Vectorization of tanh
Recently I submitted a PR to the PyTorch Repo for a vectorized tanh implementation for single precision. The implementation is a vectorized version of cephes math library's single precision tanhf function. In PyTorch setting the implementation seemed faster than Sleef_tanhf8_u10 (I have posted some benchmark numbers in the PR here).
Are there any Sleef benchmarks that I can run to compare the implementation? In case it is faster are you open to a PR? Thanks!
Hello @vedanuj, Thank you for considering contribution. I'm open to a PR if your implementation is good enough. However, I cannot confirm if your implementation is good enough to adopt. Please consider checking the following points.

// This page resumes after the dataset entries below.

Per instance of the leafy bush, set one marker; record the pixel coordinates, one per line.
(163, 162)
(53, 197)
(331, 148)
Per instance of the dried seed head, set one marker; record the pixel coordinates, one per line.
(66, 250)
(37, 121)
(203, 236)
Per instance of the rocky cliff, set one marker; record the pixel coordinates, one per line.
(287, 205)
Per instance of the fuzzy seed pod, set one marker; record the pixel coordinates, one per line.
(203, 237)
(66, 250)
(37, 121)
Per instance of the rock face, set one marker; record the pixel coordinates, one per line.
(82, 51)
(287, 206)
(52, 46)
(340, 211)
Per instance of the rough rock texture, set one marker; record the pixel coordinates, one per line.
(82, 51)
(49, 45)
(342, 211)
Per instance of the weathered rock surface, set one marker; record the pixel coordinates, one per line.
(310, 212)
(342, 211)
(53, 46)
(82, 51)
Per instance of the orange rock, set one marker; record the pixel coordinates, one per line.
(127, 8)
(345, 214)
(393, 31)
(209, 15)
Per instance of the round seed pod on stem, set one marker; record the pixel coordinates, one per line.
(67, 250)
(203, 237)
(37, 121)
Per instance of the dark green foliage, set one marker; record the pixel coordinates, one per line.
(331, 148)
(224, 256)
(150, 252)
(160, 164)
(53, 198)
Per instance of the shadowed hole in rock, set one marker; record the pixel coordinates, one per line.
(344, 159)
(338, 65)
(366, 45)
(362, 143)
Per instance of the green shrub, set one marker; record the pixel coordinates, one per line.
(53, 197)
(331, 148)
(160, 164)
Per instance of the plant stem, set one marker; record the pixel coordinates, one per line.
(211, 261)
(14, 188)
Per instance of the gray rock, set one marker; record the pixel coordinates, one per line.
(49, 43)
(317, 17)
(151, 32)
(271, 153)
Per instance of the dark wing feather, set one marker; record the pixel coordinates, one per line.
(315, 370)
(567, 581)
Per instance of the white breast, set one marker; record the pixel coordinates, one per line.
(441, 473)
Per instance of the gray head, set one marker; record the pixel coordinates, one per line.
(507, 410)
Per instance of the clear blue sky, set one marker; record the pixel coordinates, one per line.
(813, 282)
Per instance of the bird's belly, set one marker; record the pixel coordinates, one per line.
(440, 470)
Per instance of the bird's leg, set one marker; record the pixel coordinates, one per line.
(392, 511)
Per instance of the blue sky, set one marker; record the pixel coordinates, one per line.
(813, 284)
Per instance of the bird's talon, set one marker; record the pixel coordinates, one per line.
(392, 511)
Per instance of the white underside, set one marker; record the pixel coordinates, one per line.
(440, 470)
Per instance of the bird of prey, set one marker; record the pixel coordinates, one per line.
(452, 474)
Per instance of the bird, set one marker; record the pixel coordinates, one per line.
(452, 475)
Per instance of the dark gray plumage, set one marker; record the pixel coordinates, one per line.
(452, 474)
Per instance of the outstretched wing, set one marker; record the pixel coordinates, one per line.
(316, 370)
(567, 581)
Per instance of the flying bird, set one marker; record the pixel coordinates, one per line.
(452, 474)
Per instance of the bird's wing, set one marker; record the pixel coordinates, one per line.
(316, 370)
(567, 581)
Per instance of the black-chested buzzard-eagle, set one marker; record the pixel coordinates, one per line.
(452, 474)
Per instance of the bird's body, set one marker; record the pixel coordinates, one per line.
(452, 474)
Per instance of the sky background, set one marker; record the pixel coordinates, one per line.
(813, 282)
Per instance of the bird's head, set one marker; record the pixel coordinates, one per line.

- Is it an alternative to Sleef_tanhf8_u10? If so, please make sure that it's error is less than 1 ULP. It seems that you checked the correctness of your subroutine using a utility included in PyTorch, and it only took less than 1 second to check? That's not enough to check if the maximum error is less than the specified number. Please use tester2 included in libm-tester directory. Of course, you can use your own utility to check the maximum error.
- Don't you have a double-precision implementation?
- You also need to write the code using helper functions, like other functions in SLEEF.
I am now trying to implement 3.5-ULP versions of hyperbolic functions.